As a tree-based ensemble statistical machine learning tool that is highly data adaptive, RF can be applied successfully to “large p, small n” problems, and it is also able to capture correlation as well as interactions among independent variables (Chen and Ishwaran 2012). RF is becoming increasingly used in genomic selection because, unlike traditional methods, it can efficiently analyze thousands of loci simultaneously and account for nonadditive interactions. For these reasons, RF is very appealing for high-dimensional genomic data analysis. In this chapter, we provide the motivation, fundamentals, and some applications of RF for genomic prediction with genomic data with continuous, binary, ordinal, and count response variables that are very often found in genomic selection.
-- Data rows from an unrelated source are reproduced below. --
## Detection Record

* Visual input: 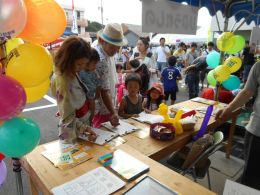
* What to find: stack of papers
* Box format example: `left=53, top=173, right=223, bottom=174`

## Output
left=41, top=141, right=93, bottom=170
left=102, top=120, right=138, bottom=136
left=110, top=150, right=149, bottom=181
left=133, top=112, right=164, bottom=124
left=191, top=97, right=217, bottom=105
left=79, top=128, right=119, bottom=145
left=51, top=167, right=125, bottom=195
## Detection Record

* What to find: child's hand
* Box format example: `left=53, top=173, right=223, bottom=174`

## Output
left=84, top=127, right=97, bottom=141
left=144, top=109, right=152, bottom=114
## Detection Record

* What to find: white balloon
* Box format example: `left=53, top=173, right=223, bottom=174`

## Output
left=0, top=0, right=27, bottom=40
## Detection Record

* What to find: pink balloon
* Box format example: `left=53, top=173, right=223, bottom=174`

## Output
left=0, top=160, right=7, bottom=187
left=0, top=76, right=26, bottom=120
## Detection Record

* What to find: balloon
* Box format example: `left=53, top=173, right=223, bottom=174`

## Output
left=221, top=75, right=240, bottom=90
left=25, top=79, right=50, bottom=103
left=18, top=0, right=67, bottom=44
left=217, top=32, right=234, bottom=51
left=206, top=51, right=220, bottom=68
left=6, top=43, right=53, bottom=88
left=213, top=65, right=230, bottom=82
left=227, top=35, right=245, bottom=54
left=0, top=117, right=40, bottom=158
left=223, top=56, right=242, bottom=73
left=0, top=160, right=7, bottom=187
left=5, top=38, right=24, bottom=55
left=0, top=0, right=27, bottom=40
left=0, top=76, right=26, bottom=120
left=207, top=70, right=217, bottom=87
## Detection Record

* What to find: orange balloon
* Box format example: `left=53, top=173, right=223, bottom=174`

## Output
left=18, top=0, right=67, bottom=44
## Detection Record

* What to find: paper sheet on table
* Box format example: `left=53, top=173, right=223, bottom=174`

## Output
left=102, top=119, right=138, bottom=136
left=132, top=112, right=164, bottom=124
left=41, top=141, right=93, bottom=170
left=105, top=137, right=127, bottom=150
left=51, top=167, right=125, bottom=195
left=79, top=128, right=118, bottom=145
left=223, top=179, right=260, bottom=195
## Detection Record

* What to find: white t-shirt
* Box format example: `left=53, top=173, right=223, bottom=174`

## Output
left=156, top=46, right=170, bottom=62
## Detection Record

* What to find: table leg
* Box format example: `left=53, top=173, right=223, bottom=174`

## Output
left=29, top=176, right=39, bottom=195
left=226, top=115, right=238, bottom=158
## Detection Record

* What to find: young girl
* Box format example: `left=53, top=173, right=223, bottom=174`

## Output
left=143, top=83, right=164, bottom=113
left=118, top=73, right=142, bottom=118
left=116, top=64, right=125, bottom=106
left=79, top=48, right=101, bottom=125
left=51, top=36, right=96, bottom=142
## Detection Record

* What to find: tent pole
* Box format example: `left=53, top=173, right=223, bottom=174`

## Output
left=214, top=1, right=231, bottom=101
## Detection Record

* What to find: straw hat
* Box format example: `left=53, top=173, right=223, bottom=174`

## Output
left=97, top=23, right=127, bottom=46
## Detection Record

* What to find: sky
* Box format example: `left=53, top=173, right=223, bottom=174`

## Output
left=56, top=0, right=211, bottom=33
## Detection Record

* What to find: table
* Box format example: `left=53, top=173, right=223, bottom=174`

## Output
left=124, top=100, right=241, bottom=161
left=22, top=100, right=240, bottom=195
left=22, top=143, right=215, bottom=195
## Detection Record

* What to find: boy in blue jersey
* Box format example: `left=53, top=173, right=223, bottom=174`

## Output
left=161, top=56, right=182, bottom=104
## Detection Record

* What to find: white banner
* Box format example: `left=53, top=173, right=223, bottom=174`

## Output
left=142, top=0, right=198, bottom=35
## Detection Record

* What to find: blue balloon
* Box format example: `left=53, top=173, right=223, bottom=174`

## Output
left=221, top=75, right=240, bottom=90
left=206, top=51, right=220, bottom=68
left=0, top=117, right=40, bottom=158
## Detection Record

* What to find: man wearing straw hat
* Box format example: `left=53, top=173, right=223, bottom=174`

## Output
left=93, top=23, right=127, bottom=127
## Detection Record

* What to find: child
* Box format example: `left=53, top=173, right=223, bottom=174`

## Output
left=161, top=56, right=182, bottom=104
left=79, top=48, right=100, bottom=125
left=118, top=73, right=142, bottom=118
left=129, top=59, right=150, bottom=97
left=51, top=36, right=96, bottom=142
left=116, top=64, right=125, bottom=106
left=143, top=83, right=164, bottom=113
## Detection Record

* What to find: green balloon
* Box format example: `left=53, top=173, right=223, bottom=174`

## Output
left=0, top=117, right=40, bottom=158
left=227, top=35, right=245, bottom=54
left=207, top=69, right=217, bottom=87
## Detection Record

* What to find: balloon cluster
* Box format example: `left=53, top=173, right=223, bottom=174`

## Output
left=206, top=32, right=245, bottom=90
left=0, top=0, right=66, bottom=185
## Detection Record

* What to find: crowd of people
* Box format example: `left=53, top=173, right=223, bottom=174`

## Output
left=51, top=23, right=259, bottom=190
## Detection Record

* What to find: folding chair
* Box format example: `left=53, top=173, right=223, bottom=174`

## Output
left=167, top=131, right=224, bottom=189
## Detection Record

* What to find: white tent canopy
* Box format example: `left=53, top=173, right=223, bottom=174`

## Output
left=151, top=27, right=208, bottom=44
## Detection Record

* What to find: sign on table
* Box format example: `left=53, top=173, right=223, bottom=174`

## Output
left=142, top=0, right=198, bottom=35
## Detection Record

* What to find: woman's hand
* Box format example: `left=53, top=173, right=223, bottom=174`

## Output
left=215, top=107, right=232, bottom=121
left=110, top=114, right=120, bottom=127
left=144, top=108, right=152, bottom=114
left=83, top=126, right=97, bottom=142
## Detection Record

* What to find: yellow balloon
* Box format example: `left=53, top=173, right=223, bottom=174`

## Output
left=6, top=43, right=53, bottom=88
left=18, top=0, right=67, bottom=44
left=223, top=56, right=242, bottom=73
left=217, top=32, right=235, bottom=51
left=213, top=65, right=230, bottom=82
left=5, top=38, right=24, bottom=55
left=24, top=79, right=50, bottom=103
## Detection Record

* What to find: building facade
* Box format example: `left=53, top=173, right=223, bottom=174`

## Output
left=62, top=5, right=91, bottom=42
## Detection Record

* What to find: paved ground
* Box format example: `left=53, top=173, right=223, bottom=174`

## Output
left=0, top=83, right=244, bottom=195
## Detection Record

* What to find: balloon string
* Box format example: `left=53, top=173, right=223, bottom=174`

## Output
left=0, top=41, right=7, bottom=75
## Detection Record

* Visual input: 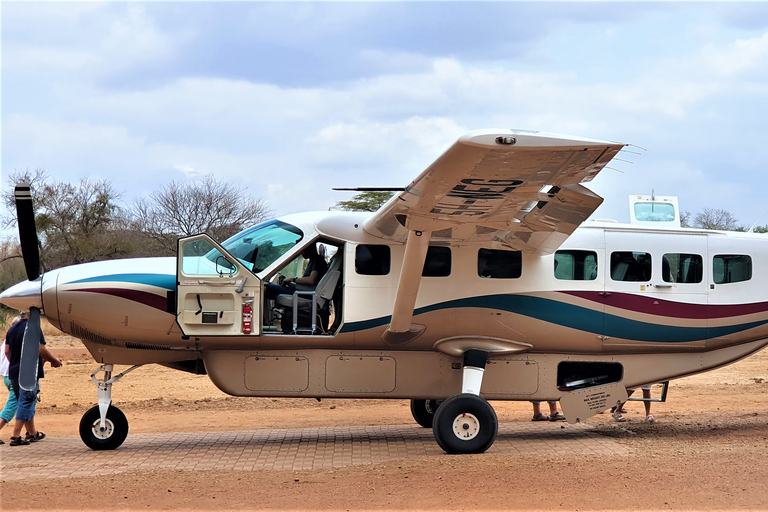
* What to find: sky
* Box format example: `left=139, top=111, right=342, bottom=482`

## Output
left=0, top=1, right=768, bottom=234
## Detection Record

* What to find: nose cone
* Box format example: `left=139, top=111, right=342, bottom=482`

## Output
left=0, top=276, right=43, bottom=311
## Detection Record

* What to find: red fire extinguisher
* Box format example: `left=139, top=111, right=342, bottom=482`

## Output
left=243, top=301, right=253, bottom=334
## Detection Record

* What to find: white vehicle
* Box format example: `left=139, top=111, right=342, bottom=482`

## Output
left=0, top=130, right=768, bottom=453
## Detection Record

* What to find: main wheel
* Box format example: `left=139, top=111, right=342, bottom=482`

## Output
left=80, top=405, right=128, bottom=450
left=432, top=393, right=499, bottom=453
left=411, top=400, right=438, bottom=428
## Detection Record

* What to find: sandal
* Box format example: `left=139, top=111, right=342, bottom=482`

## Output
left=549, top=412, right=565, bottom=421
left=24, top=431, right=45, bottom=443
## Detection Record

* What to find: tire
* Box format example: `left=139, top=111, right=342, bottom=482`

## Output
left=411, top=400, right=438, bottom=428
left=80, top=405, right=128, bottom=450
left=432, top=393, right=499, bottom=454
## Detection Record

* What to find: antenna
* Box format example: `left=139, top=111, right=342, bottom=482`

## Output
left=331, top=187, right=405, bottom=192
left=747, top=209, right=768, bottom=233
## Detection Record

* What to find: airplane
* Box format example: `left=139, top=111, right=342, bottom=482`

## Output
left=0, top=129, right=768, bottom=454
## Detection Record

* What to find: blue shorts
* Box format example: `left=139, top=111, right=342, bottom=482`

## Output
left=11, top=379, right=40, bottom=421
left=0, top=377, right=18, bottom=423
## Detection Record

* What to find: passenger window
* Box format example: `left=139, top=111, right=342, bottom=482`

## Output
left=555, top=251, right=597, bottom=281
left=421, top=245, right=451, bottom=277
left=661, top=254, right=704, bottom=283
left=611, top=251, right=651, bottom=282
left=355, top=245, right=392, bottom=276
left=477, top=249, right=523, bottom=279
left=712, top=254, right=752, bottom=284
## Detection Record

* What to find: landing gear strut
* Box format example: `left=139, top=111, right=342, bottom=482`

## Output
left=80, top=364, right=138, bottom=450
left=432, top=350, right=499, bottom=453
left=411, top=400, right=441, bottom=428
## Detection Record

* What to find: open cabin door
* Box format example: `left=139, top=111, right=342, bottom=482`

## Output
left=176, top=235, right=261, bottom=336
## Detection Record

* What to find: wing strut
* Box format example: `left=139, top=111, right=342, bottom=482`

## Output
left=382, top=230, right=432, bottom=345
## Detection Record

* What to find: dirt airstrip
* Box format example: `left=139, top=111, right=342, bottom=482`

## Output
left=0, top=336, right=768, bottom=510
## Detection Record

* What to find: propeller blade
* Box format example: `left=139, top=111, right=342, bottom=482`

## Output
left=19, top=307, right=43, bottom=391
left=14, top=183, right=40, bottom=281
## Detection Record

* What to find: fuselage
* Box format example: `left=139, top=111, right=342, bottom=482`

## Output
left=0, top=212, right=768, bottom=396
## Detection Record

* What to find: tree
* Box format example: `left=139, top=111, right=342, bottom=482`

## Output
left=4, top=169, right=131, bottom=269
left=336, top=190, right=394, bottom=212
left=693, top=208, right=744, bottom=231
left=131, top=174, right=272, bottom=256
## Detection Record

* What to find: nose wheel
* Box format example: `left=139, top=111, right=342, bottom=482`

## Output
left=80, top=405, right=128, bottom=450
left=432, top=393, right=499, bottom=454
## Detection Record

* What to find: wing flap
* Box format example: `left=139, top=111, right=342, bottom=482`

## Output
left=364, top=130, right=623, bottom=252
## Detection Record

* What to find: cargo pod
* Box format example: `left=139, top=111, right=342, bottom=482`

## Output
left=176, top=235, right=261, bottom=336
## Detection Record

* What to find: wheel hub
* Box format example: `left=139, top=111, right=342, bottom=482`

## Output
left=91, top=418, right=115, bottom=439
left=453, top=412, right=480, bottom=441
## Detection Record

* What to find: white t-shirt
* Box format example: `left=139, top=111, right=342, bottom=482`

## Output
left=0, top=340, right=11, bottom=377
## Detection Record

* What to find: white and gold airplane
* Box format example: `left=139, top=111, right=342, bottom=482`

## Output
left=0, top=130, right=768, bottom=453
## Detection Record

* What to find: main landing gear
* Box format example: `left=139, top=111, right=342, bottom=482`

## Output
left=428, top=350, right=499, bottom=454
left=80, top=364, right=139, bottom=450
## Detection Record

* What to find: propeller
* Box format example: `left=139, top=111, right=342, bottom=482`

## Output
left=13, top=183, right=40, bottom=281
left=14, top=183, right=43, bottom=392
left=19, top=307, right=43, bottom=392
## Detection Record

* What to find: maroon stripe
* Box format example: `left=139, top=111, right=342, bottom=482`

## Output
left=561, top=291, right=768, bottom=319
left=71, top=288, right=168, bottom=311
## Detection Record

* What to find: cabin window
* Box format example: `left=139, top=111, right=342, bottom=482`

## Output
left=712, top=254, right=752, bottom=284
left=355, top=245, right=392, bottom=276
left=421, top=245, right=451, bottom=277
left=611, top=251, right=651, bottom=281
left=661, top=254, right=704, bottom=283
left=555, top=251, right=597, bottom=281
left=477, top=249, right=523, bottom=279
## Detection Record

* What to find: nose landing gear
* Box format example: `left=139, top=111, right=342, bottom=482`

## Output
left=80, top=364, right=139, bottom=450
left=432, top=350, right=499, bottom=454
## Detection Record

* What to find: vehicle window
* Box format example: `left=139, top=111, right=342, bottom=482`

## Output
left=555, top=251, right=597, bottom=281
left=635, top=203, right=675, bottom=222
left=216, top=220, right=304, bottom=273
left=421, top=245, right=451, bottom=277
left=477, top=249, right=523, bottom=279
left=712, top=254, right=752, bottom=284
left=661, top=254, right=704, bottom=283
left=181, top=240, right=237, bottom=276
left=611, top=251, right=651, bottom=281
left=355, top=245, right=392, bottom=276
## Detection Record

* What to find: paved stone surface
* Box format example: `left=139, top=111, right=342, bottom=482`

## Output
left=0, top=422, right=630, bottom=482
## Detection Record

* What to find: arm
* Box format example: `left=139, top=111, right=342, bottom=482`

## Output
left=293, top=270, right=320, bottom=285
left=40, top=343, right=61, bottom=368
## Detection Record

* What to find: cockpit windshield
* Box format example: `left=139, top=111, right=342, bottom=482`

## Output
left=213, top=219, right=304, bottom=274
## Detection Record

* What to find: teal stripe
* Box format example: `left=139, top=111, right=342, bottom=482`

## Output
left=342, top=295, right=768, bottom=343
left=67, top=274, right=176, bottom=290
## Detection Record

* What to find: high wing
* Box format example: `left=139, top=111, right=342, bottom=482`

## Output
left=364, top=130, right=624, bottom=254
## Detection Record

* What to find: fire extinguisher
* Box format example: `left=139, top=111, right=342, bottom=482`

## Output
left=243, top=301, right=253, bottom=334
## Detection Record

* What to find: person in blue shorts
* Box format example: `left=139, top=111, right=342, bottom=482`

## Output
left=0, top=316, right=21, bottom=444
left=5, top=311, right=61, bottom=446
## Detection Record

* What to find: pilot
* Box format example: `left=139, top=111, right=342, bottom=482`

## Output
left=266, top=244, right=328, bottom=300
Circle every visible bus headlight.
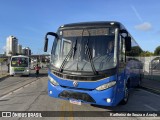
[96,81,116,91]
[48,76,59,86]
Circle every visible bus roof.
[60,21,123,29]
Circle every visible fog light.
[106,98,111,103]
[49,91,52,94]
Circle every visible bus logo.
[73,81,78,87]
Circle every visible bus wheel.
[121,85,129,105]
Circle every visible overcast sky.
[0,0,160,54]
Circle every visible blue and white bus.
[44,21,143,106]
[9,55,30,76]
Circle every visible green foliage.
[127,46,143,56]
[154,46,160,55]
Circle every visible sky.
[0,0,160,54]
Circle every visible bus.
[9,55,30,76]
[44,21,143,106]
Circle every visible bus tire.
[121,84,129,105]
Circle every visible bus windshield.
[11,57,28,67]
[51,28,116,72]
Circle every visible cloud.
[135,22,152,31]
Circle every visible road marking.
[0,77,38,100]
[141,89,160,97]
[144,104,158,111]
[0,92,12,100]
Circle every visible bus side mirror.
[44,32,58,52]
[125,36,131,52]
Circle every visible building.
[17,44,22,55]
[6,36,18,56]
[22,47,31,55]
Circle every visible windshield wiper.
[85,40,98,75]
[59,39,77,72]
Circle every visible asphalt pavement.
[0,70,160,120]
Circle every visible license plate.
[69,99,81,105]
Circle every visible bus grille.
[59,90,96,103]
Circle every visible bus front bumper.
[48,80,117,106]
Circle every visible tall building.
[17,44,22,55]
[22,47,31,55]
[6,36,18,56]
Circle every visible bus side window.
[119,36,125,62]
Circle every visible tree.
[141,51,153,57]
[154,46,160,55]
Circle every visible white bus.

Another advantage of RF over alternative machine learning methods is variable importance measures, which can be used to identify relevant independent variables (input) or perform variable selection. In general, RF provides a very powerful algorithm that often has great predictive accuracy and has become one of the benchmarks in the predictive field due to the good results it generates in very diverse problems. RF comes with all the benefits of decision trees (with the exception of surrogate splits) and bagging, but greatly reduces instability and between-tree correlation. And due to the added split variable selection attribute, RF models are also faster than bagging (not explained in this book) as they have a smaller feature search space at each tree split. However, RF will still suffer from slow computational speed as the data sets get larger but, similar to bagging, the algorithm is built upon independent steps, and most modern implementations allow for parallelization to improve training time.